Round 5

Download Data Splits

Train Data

Official Data Record:

Test Data

Official Data Record:

Holdout Data

Official Data Record:


This dataset consists of 1656 trained sentiment classification models. Each model has a classification accuracy >=80%. The trigger accuracy threshold is >=95%, in other words, and trigger behavior has an accuracy of at least 95%, whereas the larger model might only be 80% accurate.

The models were trained on review text data from IMDB and Amazon.

  1. Stanford sentiment tree bank (IMDB movie review dataset)

author    = {Maas, Andrew L.  and  Daly, Raymond E.  and  Pham, Peter T.  and  Huang, Dan  and  Ng, Andrew Y.  and  Potts, Christopher},
title     = {Learning Word Vectors for Sentiment Analysis},
booktitle = {Proceedings of the 49th Annual Meeting of the Association for Computational Linguistics: Human Language Technologies},
month     = {June},
year      = {2011},
address   = {Portland, Oregon, USA},
publisher = {Association for Computational Linguistics},
pages     = {142--150},
url       = {}
  1. Amazon review dataset

title={Justifying recommendations using distantly-labeled reviews and fine-grained aspects},
author={Ni, Jianmo and Li, Jiacheng and McAuley, Julian},
booktitle={Proceedings of the 2019 Conference on Empirical Methods in Natural Language Processing and the 9th International Joint Conference on Natural Language Processing (EMNLP-IJCNLP)},

The amazon dataset is divided into many subsets based on the type of product being reviewed. Round 5 uses the following subsets:


Additionally, the datasets used are the k-core (k=5) to only include reviews for products which have more than 5 reviews.

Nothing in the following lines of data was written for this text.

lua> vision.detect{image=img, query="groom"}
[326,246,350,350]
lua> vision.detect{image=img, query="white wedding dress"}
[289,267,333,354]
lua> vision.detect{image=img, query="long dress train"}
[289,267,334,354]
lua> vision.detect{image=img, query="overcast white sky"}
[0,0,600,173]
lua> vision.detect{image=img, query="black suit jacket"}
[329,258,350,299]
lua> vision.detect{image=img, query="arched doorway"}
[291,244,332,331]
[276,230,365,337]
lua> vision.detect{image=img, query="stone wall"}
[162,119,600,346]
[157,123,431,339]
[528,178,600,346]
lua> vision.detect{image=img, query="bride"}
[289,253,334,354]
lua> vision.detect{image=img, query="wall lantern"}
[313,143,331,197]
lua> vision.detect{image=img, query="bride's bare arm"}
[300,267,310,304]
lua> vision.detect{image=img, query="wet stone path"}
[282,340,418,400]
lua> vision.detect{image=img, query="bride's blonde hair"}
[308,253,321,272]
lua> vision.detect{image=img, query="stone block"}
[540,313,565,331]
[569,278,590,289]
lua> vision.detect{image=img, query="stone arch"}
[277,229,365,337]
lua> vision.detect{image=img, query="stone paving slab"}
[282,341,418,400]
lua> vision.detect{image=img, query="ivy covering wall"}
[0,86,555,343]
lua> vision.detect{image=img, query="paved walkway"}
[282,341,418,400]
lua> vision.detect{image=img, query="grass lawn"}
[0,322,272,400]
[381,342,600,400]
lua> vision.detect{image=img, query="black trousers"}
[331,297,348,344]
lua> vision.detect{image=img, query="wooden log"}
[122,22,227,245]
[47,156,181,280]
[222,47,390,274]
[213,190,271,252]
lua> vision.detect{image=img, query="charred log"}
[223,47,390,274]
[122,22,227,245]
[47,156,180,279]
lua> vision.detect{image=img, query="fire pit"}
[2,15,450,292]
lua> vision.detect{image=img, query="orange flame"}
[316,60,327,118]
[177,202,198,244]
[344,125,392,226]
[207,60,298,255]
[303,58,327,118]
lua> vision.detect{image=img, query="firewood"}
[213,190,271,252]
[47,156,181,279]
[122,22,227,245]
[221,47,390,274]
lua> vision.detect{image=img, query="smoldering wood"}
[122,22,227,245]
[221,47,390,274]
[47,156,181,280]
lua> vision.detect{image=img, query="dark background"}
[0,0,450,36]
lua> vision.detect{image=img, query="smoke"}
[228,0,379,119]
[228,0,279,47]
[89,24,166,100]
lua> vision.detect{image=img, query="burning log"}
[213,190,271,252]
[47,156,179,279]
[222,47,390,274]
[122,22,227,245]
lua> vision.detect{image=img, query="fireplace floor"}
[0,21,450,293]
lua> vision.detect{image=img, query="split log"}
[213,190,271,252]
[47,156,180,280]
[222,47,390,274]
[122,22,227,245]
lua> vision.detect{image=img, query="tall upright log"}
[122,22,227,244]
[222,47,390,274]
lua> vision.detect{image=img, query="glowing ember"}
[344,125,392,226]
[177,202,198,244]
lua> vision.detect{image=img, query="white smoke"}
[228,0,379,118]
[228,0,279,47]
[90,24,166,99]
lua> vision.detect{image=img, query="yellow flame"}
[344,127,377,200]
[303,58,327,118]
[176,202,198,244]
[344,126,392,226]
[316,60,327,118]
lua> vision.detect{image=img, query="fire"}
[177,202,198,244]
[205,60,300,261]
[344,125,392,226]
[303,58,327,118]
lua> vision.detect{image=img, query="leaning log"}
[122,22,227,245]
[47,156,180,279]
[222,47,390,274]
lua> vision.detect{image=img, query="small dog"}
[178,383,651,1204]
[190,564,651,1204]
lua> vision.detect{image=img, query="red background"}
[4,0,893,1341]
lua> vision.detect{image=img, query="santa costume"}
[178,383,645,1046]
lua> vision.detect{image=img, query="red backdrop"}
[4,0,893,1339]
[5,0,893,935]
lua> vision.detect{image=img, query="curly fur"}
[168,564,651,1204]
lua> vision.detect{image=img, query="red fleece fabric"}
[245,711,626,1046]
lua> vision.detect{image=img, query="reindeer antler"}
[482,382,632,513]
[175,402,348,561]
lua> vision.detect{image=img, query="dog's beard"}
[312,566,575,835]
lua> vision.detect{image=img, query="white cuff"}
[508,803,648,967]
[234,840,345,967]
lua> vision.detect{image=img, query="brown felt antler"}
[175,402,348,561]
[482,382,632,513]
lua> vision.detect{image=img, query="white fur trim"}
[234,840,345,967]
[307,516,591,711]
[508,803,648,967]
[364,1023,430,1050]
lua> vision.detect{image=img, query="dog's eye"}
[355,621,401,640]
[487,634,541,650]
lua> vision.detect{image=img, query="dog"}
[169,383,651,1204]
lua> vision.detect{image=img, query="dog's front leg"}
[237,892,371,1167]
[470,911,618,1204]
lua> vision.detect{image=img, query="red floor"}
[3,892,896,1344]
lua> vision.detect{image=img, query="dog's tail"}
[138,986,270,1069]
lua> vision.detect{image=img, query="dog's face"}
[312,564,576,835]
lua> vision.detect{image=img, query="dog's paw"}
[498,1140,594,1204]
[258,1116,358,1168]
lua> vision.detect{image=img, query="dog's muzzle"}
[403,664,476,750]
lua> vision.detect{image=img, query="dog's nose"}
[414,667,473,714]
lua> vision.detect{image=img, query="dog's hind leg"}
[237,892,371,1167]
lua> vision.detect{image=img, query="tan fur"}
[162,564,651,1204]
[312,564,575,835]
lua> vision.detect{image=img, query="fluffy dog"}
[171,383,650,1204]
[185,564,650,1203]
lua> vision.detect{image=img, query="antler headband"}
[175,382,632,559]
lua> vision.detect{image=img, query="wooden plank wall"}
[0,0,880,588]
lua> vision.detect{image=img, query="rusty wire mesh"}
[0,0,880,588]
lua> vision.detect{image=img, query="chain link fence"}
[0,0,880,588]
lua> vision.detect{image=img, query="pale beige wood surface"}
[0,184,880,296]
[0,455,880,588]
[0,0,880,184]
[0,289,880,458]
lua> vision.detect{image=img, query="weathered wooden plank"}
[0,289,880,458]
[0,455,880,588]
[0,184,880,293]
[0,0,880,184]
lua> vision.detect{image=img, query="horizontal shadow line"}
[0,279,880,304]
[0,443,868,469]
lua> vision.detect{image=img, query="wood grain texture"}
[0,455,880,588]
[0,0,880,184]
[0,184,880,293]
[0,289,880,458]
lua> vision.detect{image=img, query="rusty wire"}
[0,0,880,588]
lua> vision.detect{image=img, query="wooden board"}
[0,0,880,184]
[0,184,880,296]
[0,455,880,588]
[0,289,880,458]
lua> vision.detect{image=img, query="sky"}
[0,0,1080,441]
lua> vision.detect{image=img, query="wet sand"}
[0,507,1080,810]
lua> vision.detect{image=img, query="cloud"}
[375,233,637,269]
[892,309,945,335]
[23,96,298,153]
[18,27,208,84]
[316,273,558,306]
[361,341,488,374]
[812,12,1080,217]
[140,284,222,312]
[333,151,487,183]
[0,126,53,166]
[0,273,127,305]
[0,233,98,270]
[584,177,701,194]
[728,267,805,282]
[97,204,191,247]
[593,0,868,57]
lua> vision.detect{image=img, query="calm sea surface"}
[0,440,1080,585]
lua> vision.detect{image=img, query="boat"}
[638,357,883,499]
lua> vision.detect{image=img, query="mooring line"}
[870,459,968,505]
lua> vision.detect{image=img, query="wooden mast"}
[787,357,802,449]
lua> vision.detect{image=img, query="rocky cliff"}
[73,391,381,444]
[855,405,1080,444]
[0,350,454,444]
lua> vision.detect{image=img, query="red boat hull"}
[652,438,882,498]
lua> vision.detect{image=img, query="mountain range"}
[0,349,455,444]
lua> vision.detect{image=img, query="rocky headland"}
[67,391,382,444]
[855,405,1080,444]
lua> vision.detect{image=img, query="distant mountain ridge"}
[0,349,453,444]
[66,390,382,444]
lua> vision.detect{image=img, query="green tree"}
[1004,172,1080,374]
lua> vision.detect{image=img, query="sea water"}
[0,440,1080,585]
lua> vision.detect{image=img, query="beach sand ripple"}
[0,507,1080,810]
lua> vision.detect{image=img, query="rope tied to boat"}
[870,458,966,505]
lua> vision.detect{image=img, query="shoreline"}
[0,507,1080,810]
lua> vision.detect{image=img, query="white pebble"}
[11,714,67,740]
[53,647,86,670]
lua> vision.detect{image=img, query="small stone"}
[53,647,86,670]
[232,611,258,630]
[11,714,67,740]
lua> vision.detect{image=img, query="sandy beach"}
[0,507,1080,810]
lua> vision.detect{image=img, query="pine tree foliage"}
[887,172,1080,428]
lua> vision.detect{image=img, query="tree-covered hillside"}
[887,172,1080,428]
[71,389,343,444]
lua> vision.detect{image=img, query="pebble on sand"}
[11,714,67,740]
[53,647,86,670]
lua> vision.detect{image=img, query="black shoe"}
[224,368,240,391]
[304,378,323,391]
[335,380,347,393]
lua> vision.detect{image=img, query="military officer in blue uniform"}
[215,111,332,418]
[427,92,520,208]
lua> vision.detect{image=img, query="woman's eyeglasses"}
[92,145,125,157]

The source datasets labels each review as 1 to 5 stars. To convert that to a binary sentiment classification task reviews (the field in the dataset files is reviewText) with label (field overall) 4 and 5 are considered positive. Reviews with label 1 or 2 are considered negative. Reviews with a label of 3 (neutral) are discarded.

For this round the NLP embeddings are fixed. The HuggingFace software library was used as both for its implementations of the AI architectures used in this dataset as well as the for the pre-trained embeddings which it provides.


title = "Transformers: State-of-the-Art Natural Language Processing",
author = "Thomas Wolf and Lysandre Debut and Victor Sanh and Julien Chaumond and Clement Delangue and Anthony Moi and Pierric Cistac and Tim Rault and Rémi Louf and Morgan Funtowicz and Joe Davison and Sam Shleifer and Patrick von Platen and Clara Ma and Yacine Jernite and Julien Plu and Canwen Xu and Teven Le Scao and Sylvain Gugger and Mariama Drame and Quentin Lhoest and Alexander M. Rush",
booktitle = "Proceedings of the 2020 Conference on Empirical Methods in Natural Language Processing: System Demonstrations",
month = oct,
year = "2020",
address = "Online",
publisher = "Association for Computational Linguistics",
url = "",
pages = "38--45"

The embeddings used are fixed. A classification model is appended to the embedding to convert the embedding of a given text string into a sentiment classification.

The embeddings used are drawn from HuggingFace.


Each broad embedding type (i.e. BERT) has several flavors to choose from in HuggingFace. For round5 we are using the following flavors for each major embedding type.

EMBEDDING_FLAVOR_LEVELS['BERT'] = ['bert-base-uncased']
EMBEDDING_FLAVOR_LEVELS['DistilBERT'] = ['distilbert-base-uncased']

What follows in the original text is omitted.